- Directed by: Sayantan Ghosal
- Screenplay by: Sougata Basu
- Dialogues by: Sougata Basu;
- Story by: Narayan Gangopadhyay
- Based on: Jhau Bungalowr Rahasya
- Starring: Kanchan Mullick Gaurav Chakrabarty Sabyasachi Chakrabarty Ridhima Ghosh
- Cinematography: Ramyadip Saha
- Edited by: Subhajit Singha
- Music by: Mimo
- Production company: Surinder Films
- Distributed by: Surinder Films
- Release date: 19 May 2023;
- Country: India
- Language: Bengali

= Tenida and Co. =

Bengali adventure-comedy film

Tenida and Co. is a Bengali adventure comedy film directed by Sayantan Ghosal based on the novel Jhau Bungalowr Rahasya by Narayan Gangopadhyay. This is the third film of Tenida series and Kanchan Mullick plays the role of the main protagonist, Tenida.

==Plot==
Tenida and his friends Kyabla, Habul, Pala go for a vacation in Darjeeling. One scientist Satkari Santra asks them for help to protect his valuable formula from a Japani spy Kagamachi. Satkari invites Tenida and his associates in his residence, Jhau Bungalow but Kyabla finds Satkari to be a very misleading person. They try to reveal the mystery behind Satkari's story.

==Cast==
- Kanchan Mullick as Tenida
- Gaurav Chakrabarty as Kushal Mitra aka Kyabla
- Sabyasachi Chakrabarty as Satkari Santra/Nakari Santra
- Ridhima Ghosh as Anwesha
- Mithu Chakrabarty as Madhobi/Satkari Santra's wife
- Soumendra Bhattacharya as Pyala
- Sourav Saha as Habul

== Reception ==
Tenida and Co. opened to mixed response from the audience. Ujjainee Roy of The Times of India rated the film 2.5 out of 5 stars and wrote " The film has a large number of loopholes in terms of the storytelling and many characters are under utilised. However, a Tenida lover can watch this film in the theatres." Agnivo Niyogi of The Telegraph wrote "The camaraderie and chemistry between the characters is the driving force behind TeniDa and Company. But the film failed to deliver on the nostalgic quotient."

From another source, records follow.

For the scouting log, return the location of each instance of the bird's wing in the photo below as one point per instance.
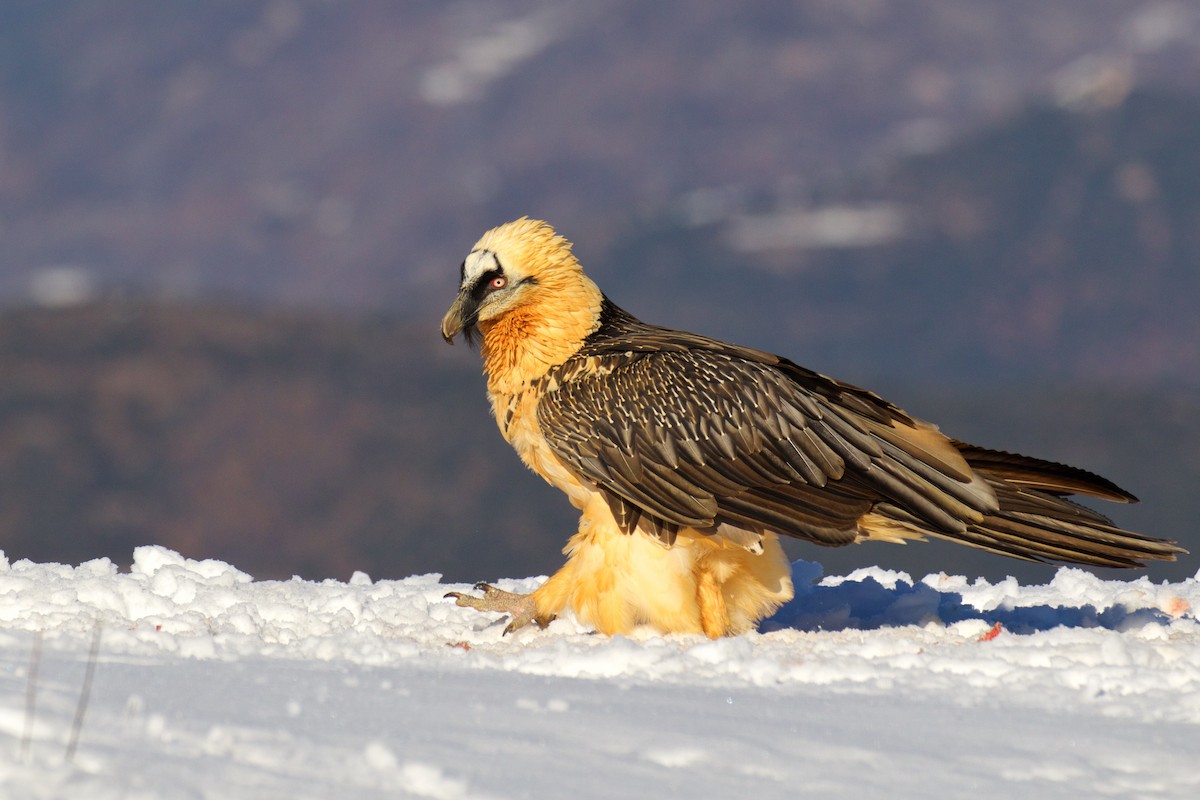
(687, 431)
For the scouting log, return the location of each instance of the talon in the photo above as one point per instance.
(521, 607)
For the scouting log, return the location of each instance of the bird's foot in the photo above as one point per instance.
(521, 607)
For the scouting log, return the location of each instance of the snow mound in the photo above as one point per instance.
(376, 689)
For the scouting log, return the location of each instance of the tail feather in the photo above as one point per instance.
(1036, 521)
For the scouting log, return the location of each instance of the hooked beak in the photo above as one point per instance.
(460, 317)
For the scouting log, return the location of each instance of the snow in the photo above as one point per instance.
(210, 684)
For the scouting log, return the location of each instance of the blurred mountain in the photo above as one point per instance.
(317, 445)
(1055, 244)
(229, 228)
(322, 152)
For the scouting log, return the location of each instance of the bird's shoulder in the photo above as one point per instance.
(625, 354)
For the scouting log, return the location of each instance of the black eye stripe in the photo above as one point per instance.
(484, 284)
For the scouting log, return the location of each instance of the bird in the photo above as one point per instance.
(689, 457)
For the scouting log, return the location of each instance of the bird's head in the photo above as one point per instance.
(525, 274)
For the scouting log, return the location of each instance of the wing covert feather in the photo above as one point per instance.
(701, 438)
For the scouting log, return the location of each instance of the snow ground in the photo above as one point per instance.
(211, 685)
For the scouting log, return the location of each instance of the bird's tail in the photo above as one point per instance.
(1037, 522)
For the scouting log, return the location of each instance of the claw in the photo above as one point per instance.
(521, 607)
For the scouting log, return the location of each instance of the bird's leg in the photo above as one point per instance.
(521, 607)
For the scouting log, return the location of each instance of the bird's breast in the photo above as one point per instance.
(516, 415)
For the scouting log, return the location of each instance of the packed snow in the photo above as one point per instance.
(209, 684)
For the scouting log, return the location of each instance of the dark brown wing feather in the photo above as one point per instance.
(678, 429)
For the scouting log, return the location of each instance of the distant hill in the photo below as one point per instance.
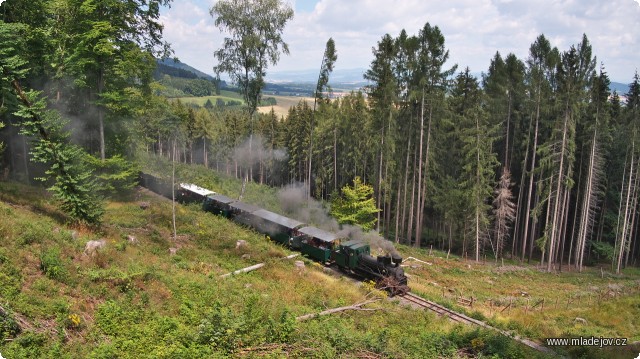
(619, 87)
(339, 76)
(183, 70)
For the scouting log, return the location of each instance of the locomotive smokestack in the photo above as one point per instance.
(386, 260)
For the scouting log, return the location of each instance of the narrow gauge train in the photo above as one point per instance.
(352, 256)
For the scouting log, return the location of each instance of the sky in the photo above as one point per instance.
(474, 30)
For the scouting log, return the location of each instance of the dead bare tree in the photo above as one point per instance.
(504, 210)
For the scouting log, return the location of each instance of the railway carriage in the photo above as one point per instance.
(241, 212)
(218, 204)
(326, 247)
(317, 243)
(279, 228)
(190, 193)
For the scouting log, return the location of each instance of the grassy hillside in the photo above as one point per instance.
(148, 295)
(135, 299)
(283, 104)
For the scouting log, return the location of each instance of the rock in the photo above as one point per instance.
(92, 246)
(580, 320)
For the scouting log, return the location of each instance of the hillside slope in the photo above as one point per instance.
(147, 295)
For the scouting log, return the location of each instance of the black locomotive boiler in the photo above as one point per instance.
(352, 256)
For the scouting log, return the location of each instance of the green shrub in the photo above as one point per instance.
(52, 265)
(282, 330)
(8, 325)
(34, 232)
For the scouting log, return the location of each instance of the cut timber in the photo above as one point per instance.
(253, 267)
(357, 306)
(417, 260)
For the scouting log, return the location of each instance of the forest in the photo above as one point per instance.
(535, 160)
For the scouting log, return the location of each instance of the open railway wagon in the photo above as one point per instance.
(190, 193)
(218, 204)
(316, 243)
(352, 256)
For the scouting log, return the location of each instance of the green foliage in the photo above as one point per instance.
(8, 325)
(356, 205)
(255, 28)
(73, 184)
(52, 264)
(282, 330)
(113, 175)
(34, 233)
(603, 250)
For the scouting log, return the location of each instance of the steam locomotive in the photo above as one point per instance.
(351, 256)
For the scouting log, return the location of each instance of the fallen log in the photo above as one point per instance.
(357, 306)
(254, 267)
(417, 260)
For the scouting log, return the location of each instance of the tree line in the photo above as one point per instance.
(535, 159)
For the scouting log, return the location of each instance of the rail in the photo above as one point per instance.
(461, 318)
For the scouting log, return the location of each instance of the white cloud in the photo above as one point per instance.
(473, 29)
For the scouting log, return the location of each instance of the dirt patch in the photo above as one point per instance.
(510, 269)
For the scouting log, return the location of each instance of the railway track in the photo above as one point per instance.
(461, 318)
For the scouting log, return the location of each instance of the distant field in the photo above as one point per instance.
(281, 109)
(226, 96)
(284, 103)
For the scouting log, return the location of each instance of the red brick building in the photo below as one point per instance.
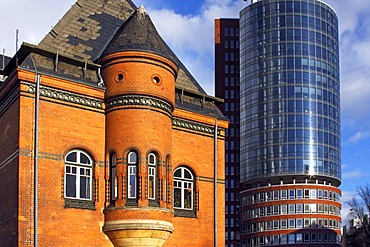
(125, 147)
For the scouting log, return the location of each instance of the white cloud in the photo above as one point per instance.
(353, 174)
(346, 196)
(33, 19)
(354, 21)
(358, 136)
(192, 36)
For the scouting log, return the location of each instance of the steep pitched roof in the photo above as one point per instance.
(139, 34)
(87, 28)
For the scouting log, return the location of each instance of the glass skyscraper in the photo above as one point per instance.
(290, 158)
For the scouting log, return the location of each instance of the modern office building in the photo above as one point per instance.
(290, 124)
(106, 139)
(227, 87)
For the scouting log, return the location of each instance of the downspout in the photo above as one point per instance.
(36, 155)
(215, 186)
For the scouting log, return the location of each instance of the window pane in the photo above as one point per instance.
(188, 197)
(132, 182)
(187, 174)
(72, 157)
(132, 158)
(151, 159)
(70, 185)
(85, 187)
(177, 197)
(151, 183)
(84, 159)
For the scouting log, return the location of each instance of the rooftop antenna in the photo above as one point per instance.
(3, 58)
(16, 47)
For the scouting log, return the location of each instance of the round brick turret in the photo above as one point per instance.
(140, 99)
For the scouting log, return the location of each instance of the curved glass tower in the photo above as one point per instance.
(290, 123)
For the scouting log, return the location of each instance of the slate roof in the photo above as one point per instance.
(92, 27)
(139, 34)
(89, 26)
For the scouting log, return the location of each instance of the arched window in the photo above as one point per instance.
(78, 175)
(183, 189)
(113, 178)
(132, 163)
(152, 170)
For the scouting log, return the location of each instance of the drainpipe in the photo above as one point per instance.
(36, 156)
(215, 186)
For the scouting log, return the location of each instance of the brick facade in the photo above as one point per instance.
(139, 109)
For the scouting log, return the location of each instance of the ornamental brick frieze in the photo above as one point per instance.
(65, 96)
(193, 126)
(140, 100)
(8, 100)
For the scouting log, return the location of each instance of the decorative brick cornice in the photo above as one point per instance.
(140, 100)
(13, 95)
(65, 96)
(194, 126)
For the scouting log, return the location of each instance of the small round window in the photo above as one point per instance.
(120, 77)
(156, 79)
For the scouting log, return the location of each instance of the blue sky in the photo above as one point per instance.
(187, 26)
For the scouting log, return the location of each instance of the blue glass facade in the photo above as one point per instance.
(289, 91)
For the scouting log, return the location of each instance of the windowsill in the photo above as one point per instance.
(153, 203)
(131, 202)
(185, 213)
(81, 204)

Subhasmita Kanji of Hindustan Times wrote "The scenes throughout the film seemed to be forced one after the other and there was no continuity among the. Overall, the film is a huge disappointment. Bongo Banjo reviewed the film on a positive note saying " "Tenida and Company" is a delightful comedy drama that leaves a lasting impression. With its engaging storyline, stellar performances, and a perfect blend of comedy and drama, the film deserves recognition and appreciation." Shamayita Chakraborty of OTTPlay rated the film 2.5 out of 5 stars and wrote " Despite a unengaging first half and weak screenplay, the film is a one-time watch, especially for children."